Silva e Baric – professor ligado à Faculdade de Medicina e à Faculdade Gillings de Saúde Pública Global, ambas da UNC – estão agora trabalhando com desenvolvedores de vacinas em duas empresas farmacêuticas para testar a eficácia de potenciais vacinas de dengue que estão agora em ensaios clínicos. Se estas vacinas não se ligarem à dobradiça molecular, então é provável que elas sejam menos eficazes do que os pesquisadores desejam, em especial à longo prazo.

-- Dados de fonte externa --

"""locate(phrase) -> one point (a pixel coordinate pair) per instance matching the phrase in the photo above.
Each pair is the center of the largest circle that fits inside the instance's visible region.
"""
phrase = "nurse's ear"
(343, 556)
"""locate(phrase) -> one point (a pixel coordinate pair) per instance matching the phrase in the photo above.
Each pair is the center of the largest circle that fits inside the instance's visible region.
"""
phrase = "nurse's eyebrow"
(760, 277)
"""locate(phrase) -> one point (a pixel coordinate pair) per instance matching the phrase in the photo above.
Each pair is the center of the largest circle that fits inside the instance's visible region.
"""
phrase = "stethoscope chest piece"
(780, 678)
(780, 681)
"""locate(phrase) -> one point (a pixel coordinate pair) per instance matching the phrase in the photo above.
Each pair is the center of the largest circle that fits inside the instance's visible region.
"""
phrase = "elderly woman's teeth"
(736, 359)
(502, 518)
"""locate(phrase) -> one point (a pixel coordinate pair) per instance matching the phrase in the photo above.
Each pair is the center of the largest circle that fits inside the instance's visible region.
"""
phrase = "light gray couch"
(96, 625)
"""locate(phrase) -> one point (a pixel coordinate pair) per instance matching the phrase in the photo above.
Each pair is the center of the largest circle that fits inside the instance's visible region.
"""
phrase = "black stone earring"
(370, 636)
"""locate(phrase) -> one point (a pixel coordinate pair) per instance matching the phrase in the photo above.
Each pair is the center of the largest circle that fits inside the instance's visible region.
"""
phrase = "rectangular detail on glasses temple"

A dengue, que infecta cerca de 390 milhões de pessoas a cada ano, é comum em regiões tropicais e subtropicais de todo o mundo. Segundo um estudo do Instituto de Saúde Coletiva da Universidade Federal da Bahia, de 2000 a 2010, mais de 8,44 milhões de pessoas contraíram dengue no Brasil – o maior volume em todo o continente americano no período. Destes, 221 mil eram casos graves, com mais de 3 mil mortes.
Do início do ano até 21 de setembro de 2013, foram notificados 1,4 milhão de casos de dengue no país, segundo o Ministério da Saúde. O número é três vezes maior do que o registrado no mesmo período do ano anterior. A Região Sudeste concentrou o maior número de casos (63,6% do total). Em seguida vêm as regiões Centro-Oeste (18,4%), Nordeste (9,9%), Sul (4,8%) e Norte (3,3%).
Fazer uma vacina contra a dengue verdadeiramente eficaz tem sido difícil por causa de um fenômeno chamado aprimoramento de anticorpo dependente. As pessoas infectadas com um tipo de dengue costumam desenvolver uma resposta imune natural que liberta o corpo do vírus e evita que a infecção do mesmo tipo de vírus se repita. Mas, se estas pessoas são infectadas com um segundo tipo de dengue, o vírus é reforçado em função daquela primeira resposta imunitária. O resultado pode ser dengue hemorrágica grave, que pode ser mortal.
Consequentemente, uma vacina que ofereça a imunidade para apenas um tipo de dengue faria com que os outros tipos se tornassem mais virulentos e perigosos. O primeiro grande ensaio clínico de uma vacina contra a dengue, realizado na Tailândia em 2011, continha um coquetel de todos os quatro tipos do vírus. Contudo, por razões que permanecem um mistério, a vacina era apenas parcialmente protetora. Não houve nenhuma evidência de que ela tenha protegido as pessoas durante um surto de dengue 2 ocorrido naquele mesmo ano.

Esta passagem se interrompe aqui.